Monitoring or managing such fisheries requires multinational cooperation and international agreements to follow catch guidelines ensuring ecological balance. For Taiwan, which is excluded from most international organizations, this is a difficult feat. 

“The largest and most technically complex fishing vessels are purse seiners, which are so large they travel with a helicopter on board, and a three to five vessel array to deploy fishery aggregation devices (FAD), which tuna and skipjack like to hide under in the open sea,” says Huang.   

Fortunately, the operation of such purse seiners is highly regulated and monitored with an onboard observer tallying daily catches and noting all transshipments. “For example, if a ship wants to do transshipment of cargo, they have to notify authorities three days in advance,” says Huang. “However, many can go undetected as ships can turn off their GPS monitors when they make the necessary close contact with one another.”   

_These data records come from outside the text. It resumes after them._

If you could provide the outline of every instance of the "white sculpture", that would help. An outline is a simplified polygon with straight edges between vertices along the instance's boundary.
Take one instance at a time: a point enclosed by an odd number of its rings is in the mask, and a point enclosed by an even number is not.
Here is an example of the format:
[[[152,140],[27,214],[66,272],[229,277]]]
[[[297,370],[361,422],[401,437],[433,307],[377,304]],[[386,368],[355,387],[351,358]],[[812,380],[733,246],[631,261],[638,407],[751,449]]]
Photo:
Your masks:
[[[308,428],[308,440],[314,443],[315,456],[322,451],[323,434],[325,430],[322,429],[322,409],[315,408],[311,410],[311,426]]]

The fishery industry is highly secretive, Huang adds. “For example, in APAC discussions, China does not want to discuss the number of vessels or location as such information continues to be quite opaque.” Apart from lack of transparency, there is also the issue of illegal fishing, which is estimated to account for 15% of annual catches, according to the European Commission.  

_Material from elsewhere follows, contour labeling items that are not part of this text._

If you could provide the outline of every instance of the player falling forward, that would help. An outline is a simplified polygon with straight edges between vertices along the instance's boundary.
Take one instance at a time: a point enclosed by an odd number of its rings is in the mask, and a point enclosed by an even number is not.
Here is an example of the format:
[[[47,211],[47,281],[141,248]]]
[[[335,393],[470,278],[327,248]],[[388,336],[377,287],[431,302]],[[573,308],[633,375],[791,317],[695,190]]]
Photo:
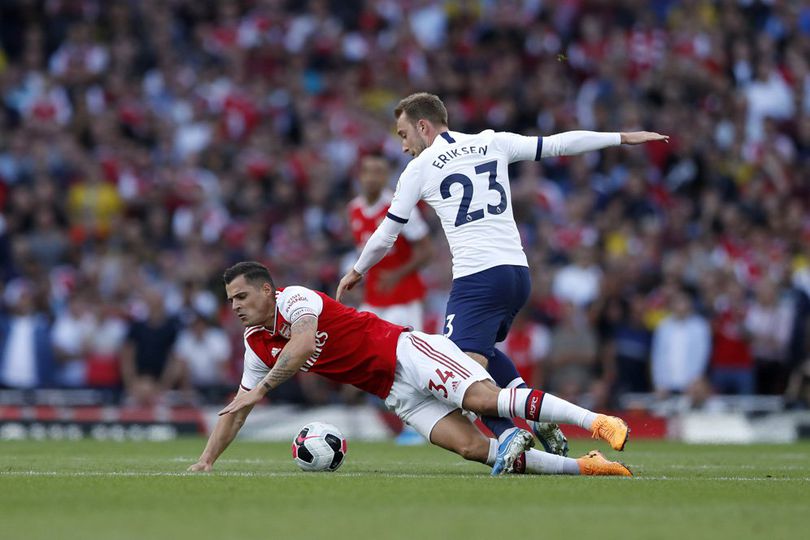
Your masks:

Still, more government oversight and a stick-and-carrot approach could correct some of the wrongs in Taiwan’s fishing industry. EJF’s Chiu says her group’s research shows Taiwan’s long-distance fishing operations would go out of business without tax exemptions, fuel subsidies, and other perks such as government funding of monitoring systems.   

Chiu adds that the fishing industry has demonstrated that, when pushed, it can be nimble and responsive to change. For example, sailing a squid jigger from Taiwan to prime fishing grounds off the coast of Argentina would cost NT$10 million in fuel alone and take two months. Companies sometimes save on salary costs by flying migrant workers into ports closer to the catch location.  

Instead of simply passing the buck to governments to protect the ocean, EAST’s Huang says consumers also need to call for greater transparency in the supply chain. Information such as where a product was caught, legality, and use of forced labor should all be answered and made easily available to consumers. 

More information can ensure greater transparency, traceability, regulation, enforcement, and observation, notes Huang. Additionally, landing declarations can protect the ocean’s bounty and ensure future generations can also enjoy seafood.   

While this certainly isn’t Taiwan’s problem to solve alone, it has the technology and resources to make real change and better manage the world’s shared fishing resources, ensuring greater resilience and sustainability of global fisheries.